On 20 November 1916 the newly promoted Brigadier-General Frank Percy Crozier took command of 119 Brigade, one of three infantry brigades that made up the 40th Division, once labeled "the forgotten Fortieth". This book brings the history and achievements of the brigade to a wider audience and adds to the story of the controversial Frank Crozier.
Raised in 1915 and originally intended as a formation of the Welsh Army Corps, 119 Brigade, consisting of four battalions of Welsh bantams, had crossed to France in June 1916 - more than a year after it was formed - as a part of the last of the New Army divisions to join the BEF. It then spent an undistinguished few months in the Loos sector. According to Crozier, fresh from his service commanding the 9th Royal Irish Rifles on the Somme, he was told on arrival at divisional headquarters, that the brigade was "very bad - quite the worst in the Division". Firmly believing that there were no such things as bad soldiers, only bad colonels, Crozier claimed to have transformed the brigade in six months and in the process removed "a brigade-major, a brigade signaling officer, nearly a dozen commanding officers in turn, a few seconds in command, three adjutants, several doctors, quartermasters and transport officers and one or two sergeant majors".
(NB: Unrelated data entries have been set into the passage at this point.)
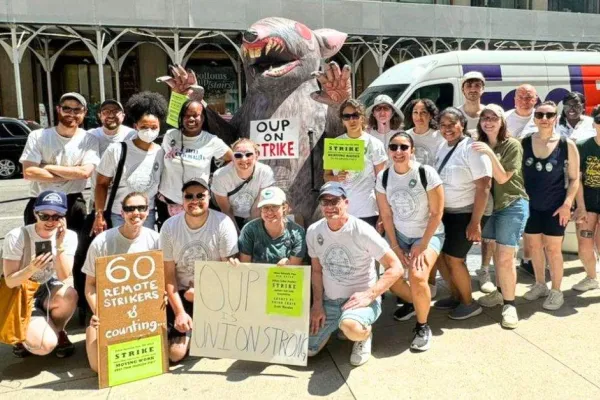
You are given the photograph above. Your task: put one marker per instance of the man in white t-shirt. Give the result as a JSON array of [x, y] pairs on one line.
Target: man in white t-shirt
[[346, 292], [196, 234], [472, 86]]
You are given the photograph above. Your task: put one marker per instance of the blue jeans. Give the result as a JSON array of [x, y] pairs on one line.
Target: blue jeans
[[334, 315], [117, 220], [507, 225]]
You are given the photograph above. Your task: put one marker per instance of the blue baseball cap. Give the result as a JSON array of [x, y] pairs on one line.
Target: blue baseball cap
[[51, 200], [334, 189]]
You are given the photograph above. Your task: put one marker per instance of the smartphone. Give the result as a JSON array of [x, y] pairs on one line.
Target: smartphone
[[43, 247]]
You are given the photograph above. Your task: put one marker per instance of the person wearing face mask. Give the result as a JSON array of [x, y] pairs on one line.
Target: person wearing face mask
[[131, 237], [55, 300], [236, 186], [188, 152], [143, 161], [385, 118], [573, 123]]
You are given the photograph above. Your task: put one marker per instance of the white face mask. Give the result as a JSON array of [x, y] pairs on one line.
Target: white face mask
[[148, 135]]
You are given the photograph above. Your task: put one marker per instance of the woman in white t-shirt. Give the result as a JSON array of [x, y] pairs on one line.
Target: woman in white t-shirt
[[130, 237], [360, 185], [385, 118], [421, 122], [411, 202], [143, 161], [189, 152], [237, 185]]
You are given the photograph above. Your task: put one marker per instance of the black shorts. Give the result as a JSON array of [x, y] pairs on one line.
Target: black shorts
[[456, 243], [543, 222], [189, 309]]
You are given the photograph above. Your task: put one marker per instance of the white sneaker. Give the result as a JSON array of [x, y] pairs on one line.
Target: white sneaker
[[485, 280], [554, 301], [433, 290], [586, 284], [492, 299], [361, 352], [510, 319], [537, 290]]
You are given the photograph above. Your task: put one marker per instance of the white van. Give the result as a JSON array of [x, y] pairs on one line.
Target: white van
[[437, 77]]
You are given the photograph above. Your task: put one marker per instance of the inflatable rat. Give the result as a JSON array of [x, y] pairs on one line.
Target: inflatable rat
[[280, 57]]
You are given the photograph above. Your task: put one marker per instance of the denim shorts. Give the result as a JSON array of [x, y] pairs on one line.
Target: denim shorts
[[507, 225], [334, 315], [406, 243]]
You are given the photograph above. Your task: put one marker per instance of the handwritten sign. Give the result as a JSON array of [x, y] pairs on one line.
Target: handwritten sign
[[132, 336], [344, 154], [247, 313], [276, 138], [175, 105]]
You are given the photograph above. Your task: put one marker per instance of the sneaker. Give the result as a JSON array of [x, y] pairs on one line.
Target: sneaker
[[485, 280], [64, 348], [527, 267], [422, 338], [586, 284], [464, 311], [404, 312], [537, 290], [361, 352], [433, 289], [510, 319], [448, 303], [491, 300], [554, 301]]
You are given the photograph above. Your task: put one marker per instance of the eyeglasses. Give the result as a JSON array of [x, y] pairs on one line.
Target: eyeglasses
[[395, 147], [47, 217], [330, 202], [140, 208], [198, 196], [72, 111], [541, 115], [348, 117], [239, 155]]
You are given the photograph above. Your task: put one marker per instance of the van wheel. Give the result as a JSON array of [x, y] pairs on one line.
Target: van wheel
[[8, 168]]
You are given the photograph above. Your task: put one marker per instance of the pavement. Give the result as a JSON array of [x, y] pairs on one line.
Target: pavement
[[551, 355]]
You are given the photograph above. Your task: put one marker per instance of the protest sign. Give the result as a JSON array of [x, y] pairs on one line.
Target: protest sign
[[344, 154], [276, 138], [254, 312], [175, 104], [132, 336]]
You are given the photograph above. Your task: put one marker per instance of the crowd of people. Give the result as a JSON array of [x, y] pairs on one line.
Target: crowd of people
[[434, 183]]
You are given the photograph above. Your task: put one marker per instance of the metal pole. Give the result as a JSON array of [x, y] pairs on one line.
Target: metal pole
[[17, 70]]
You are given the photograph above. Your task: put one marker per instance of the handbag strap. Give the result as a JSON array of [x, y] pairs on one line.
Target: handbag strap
[[117, 180], [445, 160]]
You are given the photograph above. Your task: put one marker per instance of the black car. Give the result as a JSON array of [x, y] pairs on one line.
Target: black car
[[13, 136]]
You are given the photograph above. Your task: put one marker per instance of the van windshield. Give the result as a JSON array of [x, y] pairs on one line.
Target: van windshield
[[394, 91]]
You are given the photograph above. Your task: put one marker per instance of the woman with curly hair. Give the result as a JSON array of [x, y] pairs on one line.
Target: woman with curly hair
[[143, 160]]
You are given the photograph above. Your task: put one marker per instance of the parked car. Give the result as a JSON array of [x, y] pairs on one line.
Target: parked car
[[13, 136]]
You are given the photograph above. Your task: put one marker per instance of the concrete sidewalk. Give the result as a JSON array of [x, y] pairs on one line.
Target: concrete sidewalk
[[551, 355]]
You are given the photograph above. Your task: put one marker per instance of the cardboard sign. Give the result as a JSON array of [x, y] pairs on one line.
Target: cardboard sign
[[277, 138], [254, 312], [175, 104], [132, 336], [344, 154]]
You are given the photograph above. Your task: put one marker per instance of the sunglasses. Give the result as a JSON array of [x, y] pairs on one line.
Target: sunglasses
[[140, 208], [541, 115], [198, 196], [395, 147], [240, 155], [47, 217], [348, 117]]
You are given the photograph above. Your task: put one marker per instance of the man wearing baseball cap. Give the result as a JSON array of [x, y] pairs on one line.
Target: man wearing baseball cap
[[197, 234], [346, 292], [44, 252]]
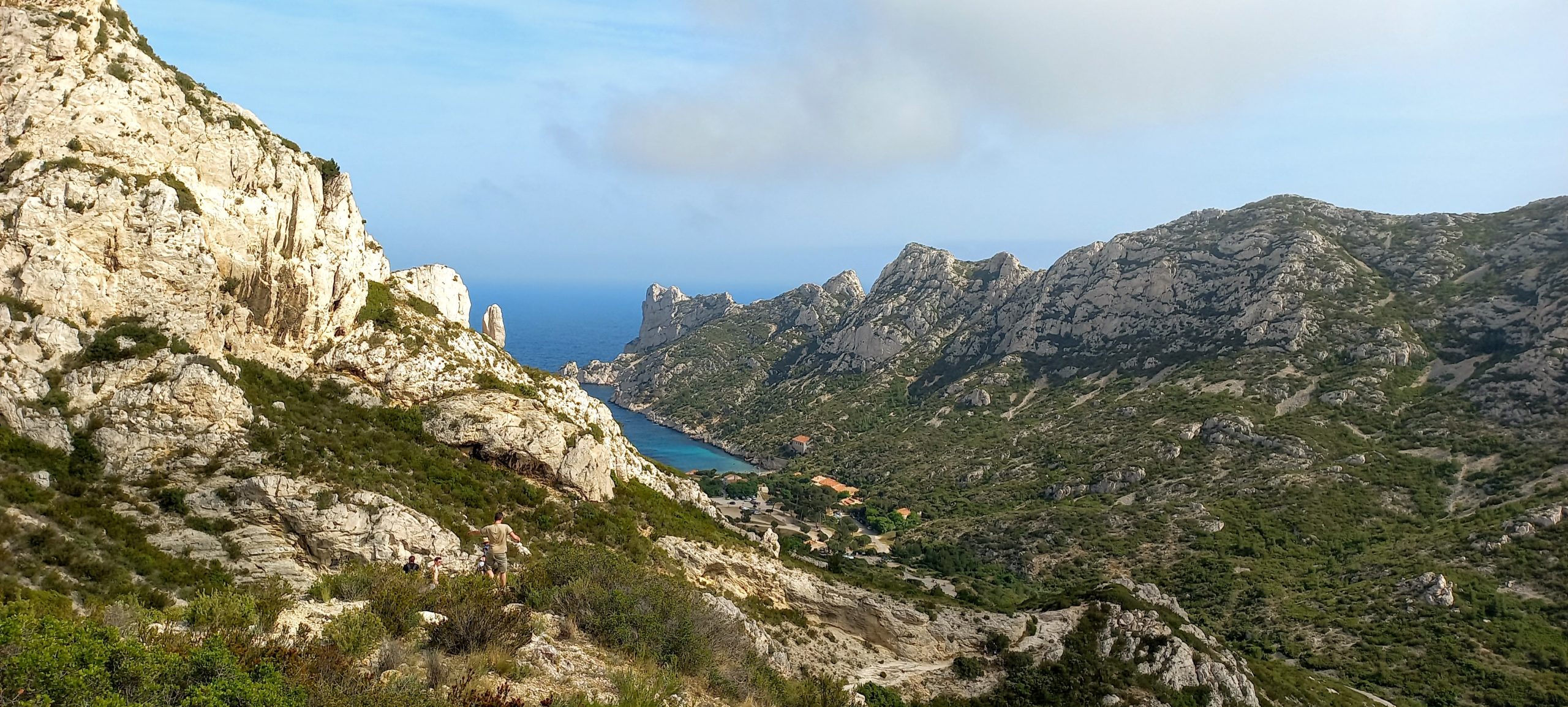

The brigade performed well in April 1917 around Villers Plouich and later, most famously, at Bourlon Wood in November 1917. After the major army reorganization of February 1918, the brigade was reconstituted with a majority of new battalions in time to be severely mauled in the German Spring Offensives but, reconstituted once again (largely with men considered unfit for front line service), it nevertheless performed creditably in the final months of the war. Despite these upheavals Crozier remained as GOC until after the end of hostilities and was one of just twenty-seven New Army brigadier-generals to remain in command for more than two years.